Medicare cut payments for cancer care services and drugs by 2 percent. Medicare reimburses for outpatient chemotherapy based on an average sales price for the medications and an additional services payment of 6 percent for administrative costs associated with handling, storage, preparation, administration and disposal of the drugs.

Current Medicare payments at many cancer clinics do not fully reimburse the cost of the treatment, and the sequestration cuts will only make things worse, according to the advocacy groups.

The American Society of Clinical Oncology and other groups in a recent letter asked Health and Human Services Secretary Kathleen Sebelius to exempt cancer drugs from the sequestration cuts. But it’s unclear what will happen.

Meanwhile, cancer specialists here said medical practices are reluctant to make major changes to infusion treatment policies in the hope that lawmakers will eventually take action to reverse the cuts, which are likely to be felt more acutely later in the spring as Medicare pays claims at the lower rate.

“The problem for oncology practices is that they have large fixed costs for obtaining these medications. Because the Medicare payment is based on the average sales price, many practices are already operating underwater or with razor-thin margins. It’s a crazy business model,” said Dr. Robert Zielinski, an oncologist at the Buffalo Medical Group.

The Buffalo Medical Group is one of the region’s largest providers of oncology care, as are Roswell Park and Century Medical Associates/CCS Oncology.

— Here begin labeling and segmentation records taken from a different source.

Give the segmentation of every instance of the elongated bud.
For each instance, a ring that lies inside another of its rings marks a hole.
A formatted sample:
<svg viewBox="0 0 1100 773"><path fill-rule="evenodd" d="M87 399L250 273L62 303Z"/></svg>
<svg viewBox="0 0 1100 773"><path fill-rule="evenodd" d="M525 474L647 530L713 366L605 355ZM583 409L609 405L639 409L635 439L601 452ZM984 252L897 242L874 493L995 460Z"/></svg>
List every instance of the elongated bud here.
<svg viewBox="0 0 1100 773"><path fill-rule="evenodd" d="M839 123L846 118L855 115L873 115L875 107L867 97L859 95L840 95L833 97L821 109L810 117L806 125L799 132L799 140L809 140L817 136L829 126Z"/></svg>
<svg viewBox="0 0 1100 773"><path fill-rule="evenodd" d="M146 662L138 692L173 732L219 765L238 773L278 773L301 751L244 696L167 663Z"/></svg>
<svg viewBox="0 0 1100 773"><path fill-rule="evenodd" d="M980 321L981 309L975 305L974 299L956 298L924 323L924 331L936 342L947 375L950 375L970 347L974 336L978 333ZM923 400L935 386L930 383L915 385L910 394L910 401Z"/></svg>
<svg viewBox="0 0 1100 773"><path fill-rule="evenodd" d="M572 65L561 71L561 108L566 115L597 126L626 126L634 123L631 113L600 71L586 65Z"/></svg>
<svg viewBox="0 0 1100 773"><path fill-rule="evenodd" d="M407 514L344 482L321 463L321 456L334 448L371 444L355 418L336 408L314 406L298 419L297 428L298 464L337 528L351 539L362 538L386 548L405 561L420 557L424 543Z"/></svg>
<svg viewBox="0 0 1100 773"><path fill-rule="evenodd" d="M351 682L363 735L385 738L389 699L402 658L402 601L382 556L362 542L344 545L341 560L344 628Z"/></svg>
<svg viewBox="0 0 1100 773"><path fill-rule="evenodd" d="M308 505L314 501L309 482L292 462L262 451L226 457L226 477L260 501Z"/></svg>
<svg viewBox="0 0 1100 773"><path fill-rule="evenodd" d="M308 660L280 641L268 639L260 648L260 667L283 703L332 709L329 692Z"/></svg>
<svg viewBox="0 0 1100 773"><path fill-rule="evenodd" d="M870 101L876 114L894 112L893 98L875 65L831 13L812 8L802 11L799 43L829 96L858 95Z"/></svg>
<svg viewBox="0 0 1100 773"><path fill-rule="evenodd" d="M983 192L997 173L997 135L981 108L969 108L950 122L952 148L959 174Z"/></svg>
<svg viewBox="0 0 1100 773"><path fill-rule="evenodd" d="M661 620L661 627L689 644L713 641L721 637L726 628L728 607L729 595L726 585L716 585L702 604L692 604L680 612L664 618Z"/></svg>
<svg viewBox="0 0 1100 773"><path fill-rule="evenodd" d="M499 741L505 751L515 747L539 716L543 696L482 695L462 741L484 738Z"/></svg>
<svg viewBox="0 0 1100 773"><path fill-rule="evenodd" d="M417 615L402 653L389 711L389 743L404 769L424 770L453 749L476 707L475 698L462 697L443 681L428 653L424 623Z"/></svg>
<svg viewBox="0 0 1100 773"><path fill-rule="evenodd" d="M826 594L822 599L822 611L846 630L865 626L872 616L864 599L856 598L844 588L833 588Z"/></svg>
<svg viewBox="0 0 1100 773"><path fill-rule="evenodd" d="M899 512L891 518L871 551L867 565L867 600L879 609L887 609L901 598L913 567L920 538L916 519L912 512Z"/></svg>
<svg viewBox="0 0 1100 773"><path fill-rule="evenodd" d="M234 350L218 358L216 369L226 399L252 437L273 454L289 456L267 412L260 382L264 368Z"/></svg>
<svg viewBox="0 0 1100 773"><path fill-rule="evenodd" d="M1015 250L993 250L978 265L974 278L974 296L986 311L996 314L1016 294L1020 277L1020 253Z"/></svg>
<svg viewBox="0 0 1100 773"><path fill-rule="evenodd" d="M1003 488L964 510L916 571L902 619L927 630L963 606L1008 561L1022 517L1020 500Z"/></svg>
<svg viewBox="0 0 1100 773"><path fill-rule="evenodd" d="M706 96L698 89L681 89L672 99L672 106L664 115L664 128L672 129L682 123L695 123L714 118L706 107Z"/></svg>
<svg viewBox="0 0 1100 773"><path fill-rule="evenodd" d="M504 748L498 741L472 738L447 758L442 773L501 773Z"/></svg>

Zielinski said Buffalo Medical Group is better positioned than smaller groups to weather the storm, at least temporarily, because it has reasonably good purchasing arrangements for the expensive cancer drugs commonly used by patients.

“We’ve decided to hang in there – watch and wait – hoping this is temporary,” he said. “If it’s not, we would have to re-examine our contractual arrangements.”

The impact is most likely to hit hardest among smaller oncology groups and, as has been happening nationwide in recent years, could lead to more closures and consolidations of oncology groups.

“You are probably going to see the continual contraction of availability of providers,” Zielinski said.

Roswell Park is similarly hopeful that sequestration’s cuts to Medicare, which amount to a $2 million loss at the cancer center, will be addressed in some way.

“The cuts will impact community oncologists more than us because we’re a big institution that can move things around so that we take the financial hit elsewhere. The community oncologists don’t have that luxury,” said Johnson.

However, Roswell Park may not be able to accommodate an influx of patients if the Medicare cuts turn out to eventually restrict services, she said.

“We have increased our capacity [in recent years], but there is a limit to how many patients we can handle,” Johnson said.